The Straits Settlements’ first Chief Justice was an Irishman, Sir Peter Maxwell. Prior to that the position was known as the Recorder of Singapore (from 1855) and before that Recorder of the Straits Settlements. Irishman Sir William Jeffcott held the position from 1850—1855 and was succeeded by Sir Richard McCausland, whose farewell party on St Patrick’s Day 1866 is the first recorded St Patrick’s Day Dinner. Sir Peter Maxwell followed McCausland and was in office when the post was re-titled Chief Justice.
The following have all been Chief Justices: Sir Edward Loughlin O’Malley, grandson of Charles O’Malley from County Mayo (1890—1892), Sir Walter Clarence Huggard from Milltown, Co. Kerry (1933—1936), and Sir Percy Alexander McElwaine from Roscommon (1936—1946).

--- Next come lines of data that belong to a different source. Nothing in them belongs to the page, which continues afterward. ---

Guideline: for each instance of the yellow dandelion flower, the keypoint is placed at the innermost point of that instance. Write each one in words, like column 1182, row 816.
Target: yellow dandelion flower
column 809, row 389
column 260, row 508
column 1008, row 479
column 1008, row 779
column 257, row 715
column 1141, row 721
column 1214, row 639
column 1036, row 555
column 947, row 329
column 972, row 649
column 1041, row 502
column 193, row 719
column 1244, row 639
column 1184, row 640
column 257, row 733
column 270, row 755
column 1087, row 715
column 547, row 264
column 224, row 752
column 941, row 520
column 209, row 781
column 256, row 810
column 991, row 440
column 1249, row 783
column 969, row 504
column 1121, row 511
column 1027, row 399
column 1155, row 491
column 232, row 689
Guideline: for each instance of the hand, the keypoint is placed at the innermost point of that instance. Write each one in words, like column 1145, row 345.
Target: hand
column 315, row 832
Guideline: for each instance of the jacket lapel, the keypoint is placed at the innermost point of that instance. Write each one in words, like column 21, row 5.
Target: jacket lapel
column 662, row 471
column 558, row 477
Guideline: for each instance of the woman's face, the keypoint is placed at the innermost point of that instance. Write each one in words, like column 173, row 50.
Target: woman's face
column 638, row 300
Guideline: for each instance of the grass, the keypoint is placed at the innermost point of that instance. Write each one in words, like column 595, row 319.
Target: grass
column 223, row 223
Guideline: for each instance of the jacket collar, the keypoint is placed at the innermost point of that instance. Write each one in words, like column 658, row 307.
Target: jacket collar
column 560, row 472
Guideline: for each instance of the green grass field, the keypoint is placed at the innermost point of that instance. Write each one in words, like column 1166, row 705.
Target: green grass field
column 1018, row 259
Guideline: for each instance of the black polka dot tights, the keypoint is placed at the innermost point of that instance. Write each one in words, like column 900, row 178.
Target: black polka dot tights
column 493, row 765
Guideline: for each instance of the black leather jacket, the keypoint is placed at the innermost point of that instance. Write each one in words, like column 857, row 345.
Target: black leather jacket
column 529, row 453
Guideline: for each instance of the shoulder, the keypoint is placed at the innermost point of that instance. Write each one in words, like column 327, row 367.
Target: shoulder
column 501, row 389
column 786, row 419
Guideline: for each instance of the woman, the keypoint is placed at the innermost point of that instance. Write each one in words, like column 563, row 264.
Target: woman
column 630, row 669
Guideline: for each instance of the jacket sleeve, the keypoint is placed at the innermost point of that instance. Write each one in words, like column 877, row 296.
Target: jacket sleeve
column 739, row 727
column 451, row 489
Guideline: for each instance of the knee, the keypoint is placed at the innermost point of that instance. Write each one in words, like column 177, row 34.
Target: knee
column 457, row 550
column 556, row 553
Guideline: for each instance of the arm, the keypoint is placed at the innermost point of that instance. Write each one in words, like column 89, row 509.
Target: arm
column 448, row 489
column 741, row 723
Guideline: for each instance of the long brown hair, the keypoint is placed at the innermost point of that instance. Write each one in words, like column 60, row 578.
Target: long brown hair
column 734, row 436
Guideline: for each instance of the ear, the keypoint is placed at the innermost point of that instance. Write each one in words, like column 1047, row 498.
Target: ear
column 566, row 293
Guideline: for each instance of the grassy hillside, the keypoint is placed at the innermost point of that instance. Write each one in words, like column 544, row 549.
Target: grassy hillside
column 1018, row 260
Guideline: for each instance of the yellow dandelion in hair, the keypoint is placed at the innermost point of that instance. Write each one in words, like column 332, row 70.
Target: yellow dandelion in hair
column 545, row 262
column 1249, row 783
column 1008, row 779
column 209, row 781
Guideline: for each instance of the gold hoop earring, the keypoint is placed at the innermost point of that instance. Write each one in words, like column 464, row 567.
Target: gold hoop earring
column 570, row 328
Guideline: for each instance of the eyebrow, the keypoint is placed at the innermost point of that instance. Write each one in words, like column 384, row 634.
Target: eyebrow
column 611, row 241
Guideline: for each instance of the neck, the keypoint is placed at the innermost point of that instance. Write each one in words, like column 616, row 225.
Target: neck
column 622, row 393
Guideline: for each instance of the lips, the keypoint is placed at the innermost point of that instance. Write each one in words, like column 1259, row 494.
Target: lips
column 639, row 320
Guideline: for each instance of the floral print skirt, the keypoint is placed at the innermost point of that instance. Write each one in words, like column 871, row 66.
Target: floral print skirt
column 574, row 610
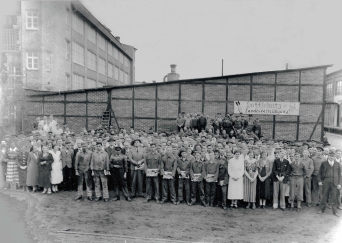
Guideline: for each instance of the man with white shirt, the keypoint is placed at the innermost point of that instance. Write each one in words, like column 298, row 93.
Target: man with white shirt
column 329, row 176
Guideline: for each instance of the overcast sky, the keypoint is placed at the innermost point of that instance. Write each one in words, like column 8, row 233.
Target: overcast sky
column 250, row 36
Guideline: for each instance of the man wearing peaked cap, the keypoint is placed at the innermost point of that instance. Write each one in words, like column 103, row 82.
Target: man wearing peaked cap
column 329, row 176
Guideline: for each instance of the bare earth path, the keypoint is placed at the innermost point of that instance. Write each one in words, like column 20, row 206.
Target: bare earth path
column 48, row 215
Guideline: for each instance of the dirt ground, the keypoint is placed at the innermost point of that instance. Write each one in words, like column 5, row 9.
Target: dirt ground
column 47, row 215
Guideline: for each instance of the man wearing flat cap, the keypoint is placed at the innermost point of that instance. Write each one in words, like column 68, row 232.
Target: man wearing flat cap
column 329, row 176
column 118, row 171
column 82, row 170
column 316, row 194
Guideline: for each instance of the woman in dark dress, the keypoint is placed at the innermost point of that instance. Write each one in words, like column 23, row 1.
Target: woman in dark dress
column 22, row 165
column 264, row 179
column 45, row 160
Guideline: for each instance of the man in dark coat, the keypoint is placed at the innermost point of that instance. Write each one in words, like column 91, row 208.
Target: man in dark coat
column 329, row 176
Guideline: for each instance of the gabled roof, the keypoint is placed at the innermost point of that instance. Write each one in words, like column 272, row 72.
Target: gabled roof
column 89, row 16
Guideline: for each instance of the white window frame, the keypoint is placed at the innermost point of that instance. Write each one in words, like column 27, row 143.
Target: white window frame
column 110, row 70
column 91, row 61
column 32, row 56
column 32, row 18
column 76, row 54
column 102, row 66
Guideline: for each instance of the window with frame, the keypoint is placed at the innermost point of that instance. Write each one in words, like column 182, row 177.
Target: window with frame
column 91, row 34
column 67, row 49
column 121, row 78
column 91, row 60
column 78, row 24
column 91, row 83
column 32, row 20
column 67, row 82
column 116, row 73
column 102, row 66
column 77, row 53
column 101, row 42
column 121, row 57
column 48, row 62
column 110, row 70
column 339, row 87
column 32, row 60
column 329, row 89
column 110, row 49
column 67, row 17
column 116, row 53
column 77, row 82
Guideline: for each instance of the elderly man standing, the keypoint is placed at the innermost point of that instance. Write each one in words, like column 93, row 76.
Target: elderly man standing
column 82, row 169
column 152, row 168
column 136, row 156
column 281, row 170
column 308, row 163
column 329, row 176
column 99, row 166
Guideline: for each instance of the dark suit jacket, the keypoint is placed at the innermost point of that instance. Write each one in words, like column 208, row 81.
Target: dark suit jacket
column 281, row 169
column 336, row 172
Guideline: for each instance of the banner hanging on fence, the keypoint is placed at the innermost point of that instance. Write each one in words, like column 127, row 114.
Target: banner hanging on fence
column 266, row 108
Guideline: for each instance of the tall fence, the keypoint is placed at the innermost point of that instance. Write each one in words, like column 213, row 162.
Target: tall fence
column 154, row 107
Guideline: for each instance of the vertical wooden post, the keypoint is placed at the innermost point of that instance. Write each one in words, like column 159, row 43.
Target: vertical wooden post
column 64, row 108
column 323, row 105
column 299, row 90
column 156, row 111
column 133, row 107
column 203, row 96
column 275, row 99
column 179, row 99
column 226, row 96
column 87, row 110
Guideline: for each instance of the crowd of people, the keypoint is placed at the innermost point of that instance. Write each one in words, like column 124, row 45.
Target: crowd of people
column 211, row 161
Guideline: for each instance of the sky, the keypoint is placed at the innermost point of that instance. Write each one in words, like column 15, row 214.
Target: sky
column 250, row 36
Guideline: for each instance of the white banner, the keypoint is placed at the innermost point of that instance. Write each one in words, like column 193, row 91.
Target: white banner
column 266, row 108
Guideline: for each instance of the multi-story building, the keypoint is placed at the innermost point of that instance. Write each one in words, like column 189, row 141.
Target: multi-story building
column 60, row 45
column 333, row 82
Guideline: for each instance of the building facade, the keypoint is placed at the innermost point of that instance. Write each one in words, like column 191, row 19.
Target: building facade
column 60, row 45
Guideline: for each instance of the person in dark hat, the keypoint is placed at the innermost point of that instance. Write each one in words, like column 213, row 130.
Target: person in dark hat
column 118, row 171
column 82, row 171
column 183, row 169
column 329, row 176
column 152, row 169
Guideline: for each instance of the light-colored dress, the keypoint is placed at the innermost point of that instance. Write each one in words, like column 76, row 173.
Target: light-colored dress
column 236, row 168
column 249, row 192
column 56, row 172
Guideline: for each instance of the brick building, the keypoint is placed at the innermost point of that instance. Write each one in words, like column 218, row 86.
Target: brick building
column 155, row 106
column 334, row 97
column 60, row 45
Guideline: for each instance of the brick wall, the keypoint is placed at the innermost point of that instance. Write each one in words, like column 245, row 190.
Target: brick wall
column 153, row 107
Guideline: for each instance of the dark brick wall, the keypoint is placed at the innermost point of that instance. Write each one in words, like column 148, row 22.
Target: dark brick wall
column 281, row 86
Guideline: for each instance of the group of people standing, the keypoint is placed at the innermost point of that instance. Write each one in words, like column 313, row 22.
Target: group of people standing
column 205, row 167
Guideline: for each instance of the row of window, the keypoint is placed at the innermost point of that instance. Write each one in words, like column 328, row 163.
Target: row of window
column 79, row 82
column 79, row 26
column 338, row 88
column 78, row 56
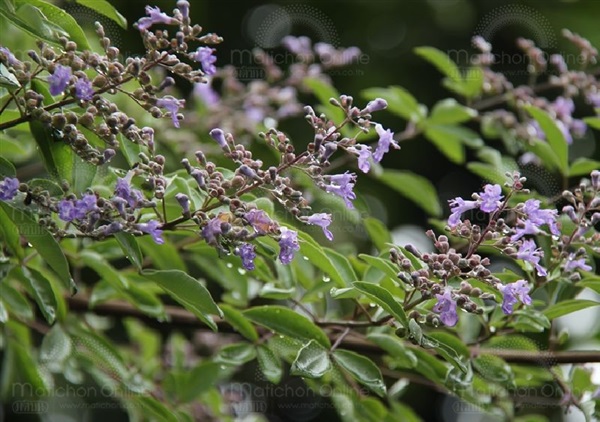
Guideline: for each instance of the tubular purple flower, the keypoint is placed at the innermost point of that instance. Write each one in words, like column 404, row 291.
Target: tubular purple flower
column 83, row 89
column 490, row 198
column 260, row 221
column 154, row 16
column 446, row 307
column 205, row 56
column 152, row 228
column 288, row 244
column 375, row 105
column 9, row 188
column 219, row 136
column 513, row 293
column 172, row 105
column 386, row 138
column 342, row 185
column 322, row 220
column 457, row 207
column 59, row 80
column 364, row 156
column 246, row 252
column 528, row 252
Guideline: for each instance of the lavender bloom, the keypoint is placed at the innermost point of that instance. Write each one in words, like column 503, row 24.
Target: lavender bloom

Both Walter Huggard and Percy McElwaine were Chief Justices of Singapore and prior to that Attorney General of Singapore from 1929—1933 and 1933—1936 respectively. The first Attorney General in 1867 was Thomas Braddell. His son, Thomas de Multon Lee Braddell held the post from 1911—1913.
Deeper research will no doubt reveal more information about the Irish of Singapore, in particular the Eurasian families with names such as O’Hara, Ryan and Scully, to name a few.
Long-term Irish residents of Singapore also include Irish women, such as Sheila Lim, Sheila Wee, Eileen Wong, Julie Bogaars and Ellen Khoo, who, though married to Singaporeans and living half a world away, maintain strong Irish identities and connections with Ireland, passing these on to their Singaporean-Irish children.
Singapore’s small share of the Irish diaspora has yet to gain full recognition, something that will hopefully be rectified in the not-to-distant future.